Há sempre um toque de premonição por parte do personagem,
ou de lembrança retrospectiva, quando é uma história narrada na primeira
pessoa:
Ao chegar naquela vila do interior, minha única expectativa era a de alguns
meses tranquilos enquanto finalizava meu livro; eu mal poderia imaginar o pesadelo que me aguardava por trás
daquelas fachadas pacíficas e daqueles muros cobertos de hera.
Qual a função desses comentários, que em principio são
desnecessários à narração em si? Sua função é jogar lá no futuro da história uma
corda com gancho, daquelas usadas pelos alpinistas, que prenda nossa atenção lá
adiante e nos ajude a seguir até o ponto do mistério anunciado.
O whetter serve
para isso: para gerar uma interrogação, e não uma resposta antecipada, como é o
caso do spoiler. São duas figuras do
discurso narrativo que podem ser utilizadas, inclusive, dentro de um mesmo
conto ou romance ou roteiro.
Ou até num mesmo trecho, como no famosíssimo começo de A Judgement in Stone (1977) de Ruth
Rendell:
Eunice Parchman assassinou a família Coverdale porque não sabia ler nem
escrever.
(A edição brasileira de A Judgement in Stone)

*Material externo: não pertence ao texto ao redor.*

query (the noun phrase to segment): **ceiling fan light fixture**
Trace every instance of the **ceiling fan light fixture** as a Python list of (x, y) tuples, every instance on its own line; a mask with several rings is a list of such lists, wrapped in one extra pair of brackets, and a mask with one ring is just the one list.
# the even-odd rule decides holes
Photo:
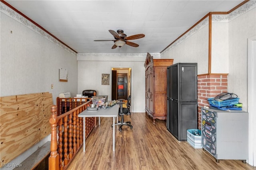
[(118, 39), (117, 40), (115, 41), (114, 43), (115, 43), (115, 45), (120, 47), (123, 46), (126, 43), (125, 41), (122, 39)]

Esta frase inicial de um romance de crime é
frequentemente citada porque rompe logo de início com um dogma do romance
policial, ao dizer, de chofre, quem é o criminoso, quem foram as vítimas, e
qual foi o motivo. Um mega-spoiler,
se visto por um raciocínio tacanho.
A arte de Ms. Rendell (uma escritora fina, e uma
frequentadora corajosa dos desvãos da alma) está em revelar os fatos (através
de um possivel spoiler) e ao mesmo
tempo instaurar uma interrogação gigantesca (através de um whetter).